Respected cybersecurity platform ThreatConnect Intelligence reported this week that Chinese APT [Advanced Persistent Threat] actors had exploited a recently exposed Adobe Flash security flaw in pages of the PCA website concerning "a noteworthy international legal case between the Philippines and China.”

ThreatConnect says the action has exposed “an untold number of interested parties that visited the webpages to potential exploitation”, including the governments of Southeast Asian nations that will be affected by the outcome of the dispute.

Law firms and media organisations that have accessed the pages using computers installed with Windows and Adobe Flash may also have been affected, with the hackers now able to access their networks remotely.

The arbitration taking place at the PCA concerns China's aggressive expansion in the South China Sea, including in the Philippines' exclusive economic zone.
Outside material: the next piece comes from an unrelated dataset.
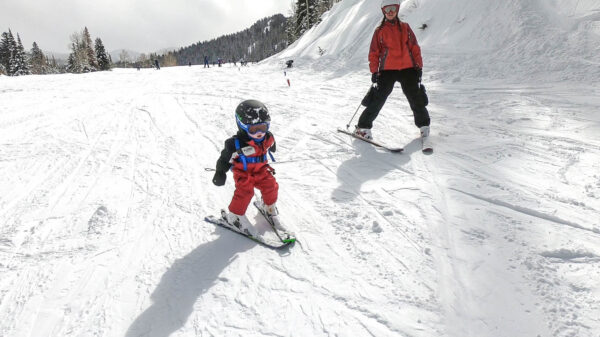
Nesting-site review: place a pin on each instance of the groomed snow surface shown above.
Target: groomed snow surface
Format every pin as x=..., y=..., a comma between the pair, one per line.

Manila is contesting its claims to maritime territory in reliance on the UN Convention of the Law of the Sea.

China has declined to participate in the arbitration, arguing that the tribunal lacks jurisdiction and that the Philippines has committed to resolving any such dispute through diplomacy and intergovernmental talks.

A hearing on jurisdiction and admissibility took place in the Great Hall of Justice of the Peace Palace in The Hague, where the PCA is based, from 7 to 13 July. While not open to the public, the hearing was observed by representatives of Asian governments that have an interest in the case, including Indonesia, Japan, Malaysia, Thailand and Vietnam. The plan is to release transcripts of proceedings in due course.

ThreatConnect says it identified the cybersecurity breach on the third day of the hearing, 9 July, just 72 hours after the Abobe Flash security flaw was exposed. The hackers are understood to have created a malicious URL, which visitors to the PCA webpages unknowingly loaded.

The blog's attempts to trace the location of the hackers, described in detail in its report, have led to domains in Phoenix, Seoul and the Dutch city of Haarlem and to falsified addresses in Beijing and the Taiwanese city of Xiamen.

The PCA website has been down for most of this week, with an automated message assuring users that the institution was working to restore service following "technical difficulties". The site started working again today.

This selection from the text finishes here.